Stockholm (HedgeNordic) The HFRI Women Index has returned an average of 4.4% over the past 5 years, outperforming the 4.2% return of the HFRI Fund Weighted Composite Index, which takes into account all strategies and genders, according to the Financial Times. The conclusion, supported by earlier academic studies, is simple: hedge funds run by women outperform those run by men in the longer term. This is despite an underperformance of 2.2% to 5.5% on the HFRI Women Index and the Weighted Composite Index respectively this past year.
The question, then, is why there are so few women in the industry, comparatively speaking. Fewer than one in 20 hedge funds employ a female portfolio manager. The root of the problem is the obstacles faced by women when trying to raise money from investors, according to Jane Buchan, chief executive of Paamco, a $24 billion fund of hedge funds. “Women have substantially less assets. That is a real issue, and it is not a performance issue… To get that same level of assets as a man, you have to outperform by 200 basis points,” Ms Buchan told the FT.

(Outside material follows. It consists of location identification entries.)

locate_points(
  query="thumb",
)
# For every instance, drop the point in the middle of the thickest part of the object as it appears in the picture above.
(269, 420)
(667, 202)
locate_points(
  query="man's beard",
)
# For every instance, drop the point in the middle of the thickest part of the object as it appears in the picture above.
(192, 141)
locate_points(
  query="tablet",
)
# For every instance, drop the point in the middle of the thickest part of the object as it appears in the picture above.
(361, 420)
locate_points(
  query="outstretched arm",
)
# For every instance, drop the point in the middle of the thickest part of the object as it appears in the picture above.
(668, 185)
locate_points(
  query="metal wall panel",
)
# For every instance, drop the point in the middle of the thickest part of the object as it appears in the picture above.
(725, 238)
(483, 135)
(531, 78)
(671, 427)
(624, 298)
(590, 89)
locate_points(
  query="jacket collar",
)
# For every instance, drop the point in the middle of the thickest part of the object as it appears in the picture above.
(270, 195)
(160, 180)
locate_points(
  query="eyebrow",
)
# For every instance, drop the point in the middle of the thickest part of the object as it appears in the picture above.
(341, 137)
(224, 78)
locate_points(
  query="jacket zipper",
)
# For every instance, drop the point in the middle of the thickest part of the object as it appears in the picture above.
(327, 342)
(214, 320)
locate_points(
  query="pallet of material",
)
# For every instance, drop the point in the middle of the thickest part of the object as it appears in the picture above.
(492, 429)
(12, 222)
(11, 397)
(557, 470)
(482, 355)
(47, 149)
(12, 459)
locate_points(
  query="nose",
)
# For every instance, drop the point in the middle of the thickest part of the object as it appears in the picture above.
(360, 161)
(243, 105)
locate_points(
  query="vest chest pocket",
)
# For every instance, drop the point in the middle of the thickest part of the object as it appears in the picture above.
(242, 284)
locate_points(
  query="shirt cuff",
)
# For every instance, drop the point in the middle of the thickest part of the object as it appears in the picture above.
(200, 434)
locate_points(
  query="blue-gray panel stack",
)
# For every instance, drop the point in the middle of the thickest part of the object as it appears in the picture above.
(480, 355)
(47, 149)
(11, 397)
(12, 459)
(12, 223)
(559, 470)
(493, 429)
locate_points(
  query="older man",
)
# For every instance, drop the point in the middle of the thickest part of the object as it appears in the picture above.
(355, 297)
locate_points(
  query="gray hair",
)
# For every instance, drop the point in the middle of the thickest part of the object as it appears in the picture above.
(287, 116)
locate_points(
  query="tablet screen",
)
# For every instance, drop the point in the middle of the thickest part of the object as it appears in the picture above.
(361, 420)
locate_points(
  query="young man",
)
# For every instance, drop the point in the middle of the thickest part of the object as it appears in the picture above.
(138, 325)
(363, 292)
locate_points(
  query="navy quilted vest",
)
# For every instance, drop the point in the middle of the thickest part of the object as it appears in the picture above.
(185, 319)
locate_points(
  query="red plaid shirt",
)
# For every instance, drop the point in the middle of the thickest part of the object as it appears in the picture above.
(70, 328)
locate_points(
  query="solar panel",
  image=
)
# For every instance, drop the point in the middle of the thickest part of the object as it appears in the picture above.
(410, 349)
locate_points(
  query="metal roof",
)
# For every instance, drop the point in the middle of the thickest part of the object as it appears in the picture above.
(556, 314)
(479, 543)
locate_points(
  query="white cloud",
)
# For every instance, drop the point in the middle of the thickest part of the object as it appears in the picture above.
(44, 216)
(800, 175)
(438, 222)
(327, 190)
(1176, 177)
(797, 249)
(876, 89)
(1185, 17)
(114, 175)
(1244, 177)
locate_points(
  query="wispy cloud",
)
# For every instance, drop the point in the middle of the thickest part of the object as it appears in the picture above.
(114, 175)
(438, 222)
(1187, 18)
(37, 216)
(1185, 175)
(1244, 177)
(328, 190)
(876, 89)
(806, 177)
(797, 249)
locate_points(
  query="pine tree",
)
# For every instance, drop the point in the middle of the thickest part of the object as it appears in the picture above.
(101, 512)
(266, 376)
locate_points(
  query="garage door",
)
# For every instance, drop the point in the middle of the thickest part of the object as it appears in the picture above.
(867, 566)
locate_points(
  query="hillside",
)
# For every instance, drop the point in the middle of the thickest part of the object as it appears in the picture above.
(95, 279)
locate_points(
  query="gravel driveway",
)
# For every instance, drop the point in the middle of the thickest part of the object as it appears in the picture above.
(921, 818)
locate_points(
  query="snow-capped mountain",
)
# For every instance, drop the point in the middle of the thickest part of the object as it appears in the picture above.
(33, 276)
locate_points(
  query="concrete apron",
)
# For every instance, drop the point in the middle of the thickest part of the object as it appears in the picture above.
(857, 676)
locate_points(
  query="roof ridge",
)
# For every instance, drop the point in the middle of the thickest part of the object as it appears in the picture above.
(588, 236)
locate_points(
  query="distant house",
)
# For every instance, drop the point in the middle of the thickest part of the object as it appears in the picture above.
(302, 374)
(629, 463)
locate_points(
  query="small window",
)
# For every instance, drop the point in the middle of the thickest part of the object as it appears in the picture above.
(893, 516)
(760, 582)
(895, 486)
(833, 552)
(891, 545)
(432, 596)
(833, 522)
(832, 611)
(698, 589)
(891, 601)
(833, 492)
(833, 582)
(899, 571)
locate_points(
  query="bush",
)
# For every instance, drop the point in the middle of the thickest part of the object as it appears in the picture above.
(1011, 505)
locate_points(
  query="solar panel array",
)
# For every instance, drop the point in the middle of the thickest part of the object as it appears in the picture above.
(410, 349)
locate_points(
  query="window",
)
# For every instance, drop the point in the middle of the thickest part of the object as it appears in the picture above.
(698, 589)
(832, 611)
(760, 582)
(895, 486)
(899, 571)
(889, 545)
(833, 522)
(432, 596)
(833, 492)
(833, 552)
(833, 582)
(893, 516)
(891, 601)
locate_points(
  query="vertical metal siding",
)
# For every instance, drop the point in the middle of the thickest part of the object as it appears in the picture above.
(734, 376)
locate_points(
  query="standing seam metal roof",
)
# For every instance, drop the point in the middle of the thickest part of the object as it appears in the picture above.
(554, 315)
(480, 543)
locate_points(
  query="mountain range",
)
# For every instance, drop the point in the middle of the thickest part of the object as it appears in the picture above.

Only 439 hedge funds employ a female portfolio manager, compared with the 9,081 that employ a male investment manager, a study from Northeastern published last year in the Review of Financial Economics found. 79% of U.S. hedge fund professionals believe it is harder for women to attract capital from investors than for their male counterparts, the accounting firm KPMG found last year. As it is harder for women to raise assets when branching out on their own, the funds that do thrive tend to outperform, according to the Northeastern research.